Segundo a Aneel, desde 2015, as contas de luz passaram a considerar o Sistema de Bandeiras, composto pelas modalidades: verde, amarela e vermelha. Essas cores indicam se haverá ou não valor a ser repassado ao consumidor final em função das condições de geração de eletricidade. “Se temos poucas chuvas e as termelétricas estão acionadas, o custo sobe e adotamos a bandeira amarela ou vermelha. Se os reservatórios estão cheios, não usamos as termelétricas e a bandeira é verde”, explica texto publicado no site da Agência.
Estado de crise e possíveis saídas
Pouca coisa é novidade quando se fala sobre os problemas de abastecimento da energia elétrica.
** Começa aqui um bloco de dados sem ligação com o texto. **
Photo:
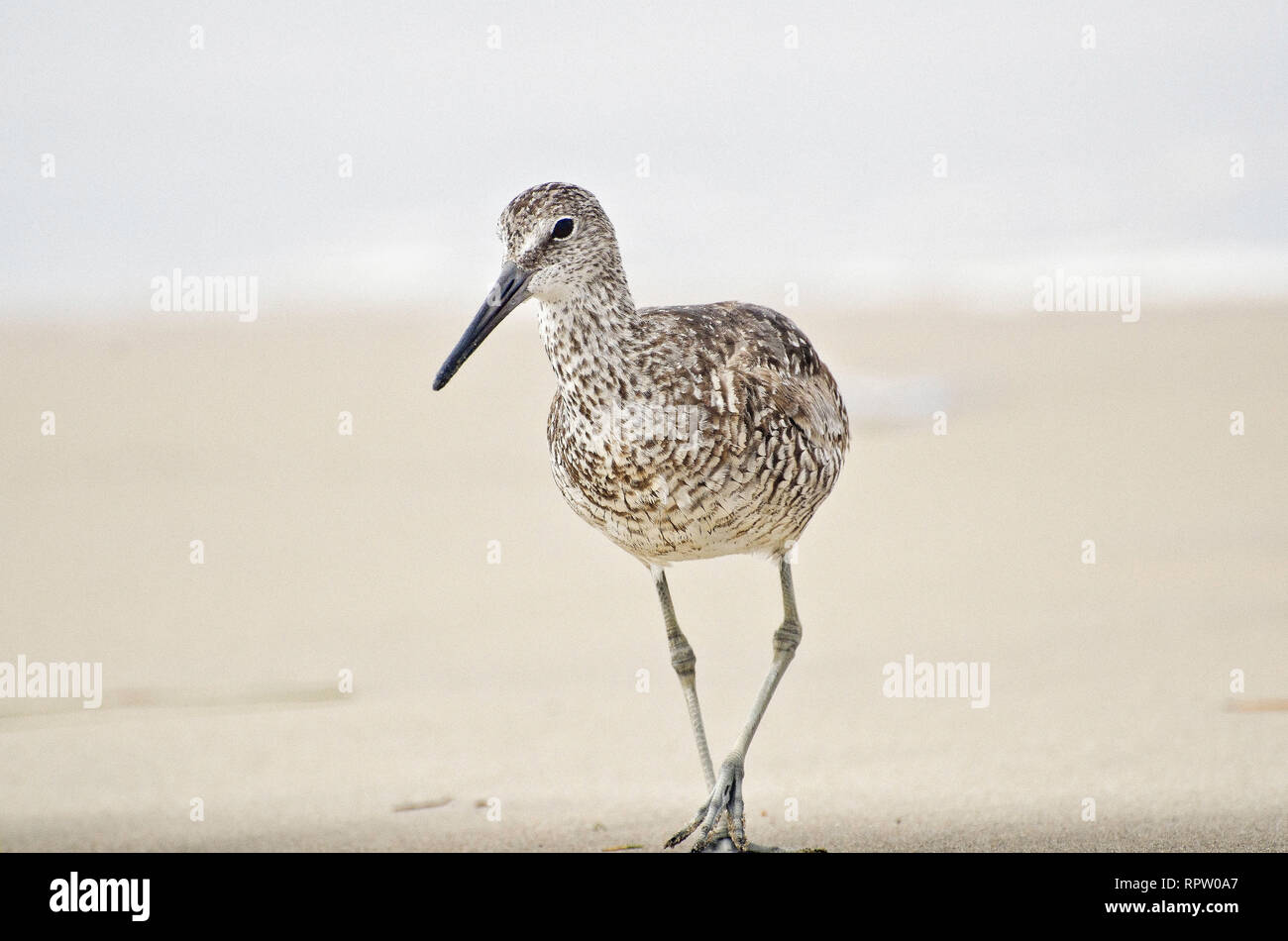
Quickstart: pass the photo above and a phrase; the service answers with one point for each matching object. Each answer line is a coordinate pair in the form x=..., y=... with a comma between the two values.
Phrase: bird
x=681, y=433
Os cariocas estão acostumados com o termo “apagão”, assim como os brasileiros em geral têm trauma da palavra “racionamento”. Em matéria publicada na edição de dezembro de 2019 da versão impressa do Maré de Notícias, abordamos os prejuízos sofridos por moradores do conjunto de favelas à época, por conta da sobrecarga do sistema elétrico durante o verão. Tudo isso somado aos altos preços oficiais e grupos criminosos que, por vezes, fazem dos “gatos” mais um negócio lucrativo.
A RevoluSolar trabalha com a construção de uma alternativa a esse cenário com a popularização da energia solar fotovoltaica. Ano passado, Eduardo, da ONG RevoluSolar foi um dos finalistas do prêmio Jovens Campeões da Terra, das Nações Unidas (ONU), por conta do trabalho com a organização. Em todas as oportunidades, o carioca reforça o imenso potencial do Rio de Janeiro e do Brasil para protagonizar a energia solar mundial.
“Temos aqui uma disponibilidade de recursos naturais, vento, sol… que poderiam diversificar a matriz energética brasileira fazendo com que ela fosse renovável, limpa e também reduzindo essas vulnerabilidades às questões climáticas. A energia solar é a fonte de energia mais barata da história, segundo a Agência Internacional de Energia. Então falta essa visão para quem conduz a política energética brasileira. O momento atual está pesando e vai pesar ainda mais no bolso dos mais pobres, que pagam tarifas exorbitantes e vivem sob níveis recorde de desemprego. É uma situação bastante complicada que a geração de energia solar pode ajudar a resolver.”
Eduardo, também explica que, no momento em que a energia passa a ser gerada perto de onde é consumida, boa parte do risco de sobrecarga de rede é eliminado. Ele relembra que, recentemente, o Marco Legal da geração distribuída foi aprovado pela Câmara dos Deputados e a discussão está avançando. “Energia solar, infelizmente, ainda é muito mais utilizada pela parcela mais rica da população. Nossa luta constante é por essa popularização, não podemos perder de vista a criação de um incentivo específico para a população de baixa renda quando se discute a geração distribuída de energia.”
Valdinei Medina, que também atua como embaixador da RevoluSolar no Morro da Babilônia, acredita que é possível investir na energia solar para o abastecimento de comunidades inteiras. Para ele, o que falta é a ação direta dos representantes do poder público. “Atualmente, 36 famílias vivem da energia gerada pelo sol aqui na comunidade. Nós mostramos que isso é possível, que existem alternativas. Mas o governo precisa chegar com subsídios, com investimentos”, conclui.